Es wird immer schwieriger miterleben zu müssen, wie verantwortliche Politiker sehenden Auges Land und Leute immer weiter gegen die Wand fahren.

Viele maßgebliche Politiker sind auch noch stolz darauf, dass sie „Probleme erst dann angehen, wenn diese von den ganz normalen Mitbürgern auch als solche letztendlich erkannt worden sind, und erst damit allgemein und von der Politik öffentlichkeitswirksam wahrgenommen werden“.

Die große Masse unserer derzeitigen Probleme sind bereits Jahrzehnte alt. Als Beispiele können Umwelt, Migration, Infrastruktur und Renten dienen. Selbst die jüngst sich abzeichnenden erneuten Flüchtlingsbewegungen sind hausgemacht.

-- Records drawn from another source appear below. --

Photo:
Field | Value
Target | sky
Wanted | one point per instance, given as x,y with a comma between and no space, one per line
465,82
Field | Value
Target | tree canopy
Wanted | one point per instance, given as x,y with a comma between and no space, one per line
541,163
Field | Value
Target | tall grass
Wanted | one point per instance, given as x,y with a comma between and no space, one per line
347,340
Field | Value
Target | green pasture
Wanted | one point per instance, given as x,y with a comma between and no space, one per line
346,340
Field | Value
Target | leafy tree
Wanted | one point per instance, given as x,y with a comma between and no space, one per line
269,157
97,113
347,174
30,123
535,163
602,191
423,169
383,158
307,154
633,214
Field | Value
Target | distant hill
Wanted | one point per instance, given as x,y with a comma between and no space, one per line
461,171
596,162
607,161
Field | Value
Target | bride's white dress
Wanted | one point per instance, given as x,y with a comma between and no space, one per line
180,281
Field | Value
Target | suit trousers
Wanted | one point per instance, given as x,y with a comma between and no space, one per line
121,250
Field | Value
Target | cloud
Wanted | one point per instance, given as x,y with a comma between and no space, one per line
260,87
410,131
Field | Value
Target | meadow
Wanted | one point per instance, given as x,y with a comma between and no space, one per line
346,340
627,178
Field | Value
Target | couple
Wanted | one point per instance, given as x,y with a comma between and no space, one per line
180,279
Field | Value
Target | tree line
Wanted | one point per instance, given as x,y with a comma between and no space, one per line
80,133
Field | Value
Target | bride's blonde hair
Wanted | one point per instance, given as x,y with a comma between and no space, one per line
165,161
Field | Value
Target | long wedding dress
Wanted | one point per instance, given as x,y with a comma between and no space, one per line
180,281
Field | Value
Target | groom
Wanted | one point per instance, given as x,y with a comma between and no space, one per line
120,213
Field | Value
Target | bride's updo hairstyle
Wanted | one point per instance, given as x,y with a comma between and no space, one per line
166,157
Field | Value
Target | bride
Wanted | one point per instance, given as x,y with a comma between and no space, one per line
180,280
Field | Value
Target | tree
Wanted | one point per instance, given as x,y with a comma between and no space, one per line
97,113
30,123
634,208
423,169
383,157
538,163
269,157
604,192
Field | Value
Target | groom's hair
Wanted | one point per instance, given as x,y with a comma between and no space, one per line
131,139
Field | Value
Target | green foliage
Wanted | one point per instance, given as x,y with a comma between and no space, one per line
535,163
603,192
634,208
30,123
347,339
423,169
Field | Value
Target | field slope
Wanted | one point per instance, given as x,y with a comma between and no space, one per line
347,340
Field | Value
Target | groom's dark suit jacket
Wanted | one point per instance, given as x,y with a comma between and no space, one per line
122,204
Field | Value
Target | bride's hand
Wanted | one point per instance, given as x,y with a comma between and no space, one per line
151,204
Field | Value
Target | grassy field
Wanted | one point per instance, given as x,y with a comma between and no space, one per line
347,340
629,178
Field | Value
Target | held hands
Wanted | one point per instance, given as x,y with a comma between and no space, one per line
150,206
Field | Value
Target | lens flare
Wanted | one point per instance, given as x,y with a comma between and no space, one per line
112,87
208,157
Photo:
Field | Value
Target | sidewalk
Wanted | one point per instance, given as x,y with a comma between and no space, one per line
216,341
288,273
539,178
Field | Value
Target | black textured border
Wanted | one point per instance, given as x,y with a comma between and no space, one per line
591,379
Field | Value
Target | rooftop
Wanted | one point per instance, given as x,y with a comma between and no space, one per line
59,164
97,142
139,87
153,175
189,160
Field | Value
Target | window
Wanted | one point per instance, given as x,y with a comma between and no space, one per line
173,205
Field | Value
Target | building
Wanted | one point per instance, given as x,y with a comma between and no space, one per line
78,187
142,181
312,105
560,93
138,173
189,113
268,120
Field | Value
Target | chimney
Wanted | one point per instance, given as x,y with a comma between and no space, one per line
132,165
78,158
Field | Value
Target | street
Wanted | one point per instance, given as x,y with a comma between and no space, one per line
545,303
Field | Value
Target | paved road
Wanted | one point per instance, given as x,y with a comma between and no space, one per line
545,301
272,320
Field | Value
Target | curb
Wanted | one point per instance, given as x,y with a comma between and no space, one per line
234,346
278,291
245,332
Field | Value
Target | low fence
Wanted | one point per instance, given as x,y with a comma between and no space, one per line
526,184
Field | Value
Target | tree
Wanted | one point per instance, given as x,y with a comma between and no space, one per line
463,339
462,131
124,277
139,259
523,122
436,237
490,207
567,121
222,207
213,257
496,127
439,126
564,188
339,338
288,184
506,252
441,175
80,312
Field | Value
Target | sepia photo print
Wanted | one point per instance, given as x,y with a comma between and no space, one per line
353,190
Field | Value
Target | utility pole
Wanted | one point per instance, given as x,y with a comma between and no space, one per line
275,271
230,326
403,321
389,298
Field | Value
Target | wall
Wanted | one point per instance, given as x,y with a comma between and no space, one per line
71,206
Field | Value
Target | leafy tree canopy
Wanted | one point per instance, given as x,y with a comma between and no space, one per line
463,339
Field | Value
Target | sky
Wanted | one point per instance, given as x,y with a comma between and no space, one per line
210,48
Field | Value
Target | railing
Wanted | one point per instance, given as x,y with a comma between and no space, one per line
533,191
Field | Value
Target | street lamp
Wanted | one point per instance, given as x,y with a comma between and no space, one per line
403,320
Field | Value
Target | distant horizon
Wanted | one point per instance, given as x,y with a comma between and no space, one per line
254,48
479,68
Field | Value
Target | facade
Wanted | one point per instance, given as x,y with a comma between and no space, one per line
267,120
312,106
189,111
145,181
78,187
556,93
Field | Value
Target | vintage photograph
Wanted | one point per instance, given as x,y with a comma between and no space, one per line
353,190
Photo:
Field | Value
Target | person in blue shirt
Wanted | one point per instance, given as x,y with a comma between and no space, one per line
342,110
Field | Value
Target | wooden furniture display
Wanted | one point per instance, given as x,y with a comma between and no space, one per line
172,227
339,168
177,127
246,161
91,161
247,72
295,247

Ja, dieses Aussitzen ist sogar zum politischen Credo, zumindest das der beiden Volksparteien, geworden, nämlich so lange abzuwarten, bis das Kind nicht nur in den Brunnen gefallen, sondern auch längst ertrunken ist, um dann möglichst tragisch „tätig“ zu werden, d.h. Unsummen von Steuergeldern in die Hand zu nehmen und mit der Behauptung einer „Alternativlosigkeit“ möglichst sinnlos aus dem Fenster zu werfen, nur um hinterher, egal wie – und dies dann auch rein zufällig – es auch ausgeht, behaupten zu können, dass man keine Kosten gescheut habe, um unser Land zu retten.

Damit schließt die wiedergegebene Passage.